Fishing for genes: a disease transgressing approach to unravel the genetic basis of thoracic aortic aneurysm

Datum: 18 april 2016

Locatie: UAntwerp - Campus Drie Eiken - Building Q - Promotiezaal - Universiteitsplein 1 - 2610 WILRIJK

Tijdstip: 16.30 uur

Promovendus: Dorien Schepers

Promotor: Prof B. Loeys & Prof L. Van Laer

Korte beschrijving: PhD defence Dorien Schepers - Faculty of Medicine and Health Sciences


An aortic aneurysm is an enlargement or dilatation of the main artery in the human body. If left untreated, it can result in aortic dissection and rupture, making it one of the most life threatening forms of cardiovascular disease.

Thoracic aortic aneurysm (TAA) is a prominent clinical feature of several hereditary connective tissue disorders, including Marfan syndrome (MFS) and Loeys-Dietz syndrome (LDS). Because of the relatively high incidence and the lethality of the disease, there is an increased need for therapies based on the underlying molecular defect. Therefore, unraveling the genetic basis of TAA is necessary in order to completely understand the pathogenesis of aortic aneurysm in general and TAA in particular. Through the elucidation of the genetic basis of different hereditary disorders associated with TAA, such as LDS, Shprintzen-Goldberg syndrome (SGS) and autosomal dominant polycystic kidney disease (ADPKD), we delivered an important contribution to this objective.

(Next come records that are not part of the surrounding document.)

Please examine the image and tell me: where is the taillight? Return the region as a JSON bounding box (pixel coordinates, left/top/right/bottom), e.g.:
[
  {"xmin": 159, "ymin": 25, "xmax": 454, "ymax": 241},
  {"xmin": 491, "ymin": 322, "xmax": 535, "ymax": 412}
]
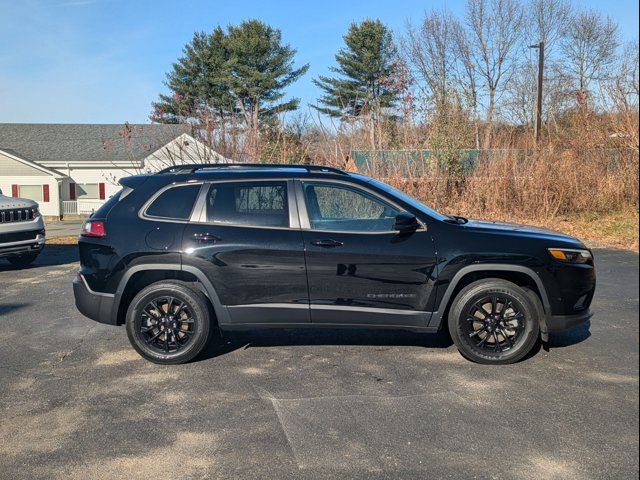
[{"xmin": 80, "ymin": 220, "xmax": 107, "ymax": 238}]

In this thesis we have identified heterozygous mutations or deletions in the gene encoding the TGF-β2 ligand causing a phenotype within the LDS spectrum. Additionally, we show upregulation of TGF-β signaling in aortic tissue from affected individuals and haploinsufficient Tgfb2+/- mice. Additionally, we have identified causative variations in several individuals with SGS in the proto-oncogene SKI, which is a known repressor of TGF-β activity and show that increased TGF-β signaling is also involved in the pathogenetic mechanism underlying SGS. Moreover, we identify a mutational hotspot in the first half of exon 1 of SKI. ADPKD, which is caused by mutations in PKD1 or PKD2, two polycystin encoding genes, has
a clinical overlap with MFS. Aortic and arterial aneurysms occur in ADPKD patients more often compared to the general population and vice versa, kidneys cysts are more frequently observed in MFS patients.

In a family presenting with both TAA and mild cystic kidneys, we have identified two duplicated regions in the genome, containing seven genes. By overexpressing these genes separately and in combination with each other in zebrafish, we have revealed a potential role for FOXF1 in cyst formation since FOXF1 overexpression zebrafish develop ectopic branching of the pronephros. Whether FOXF1 overexpression also contributes to aneurysm formation is currently being investigated by overexpressing FOXF1 in tg(fli:egpf) zebrafish, which harbours a reporter for the cardiovascular system.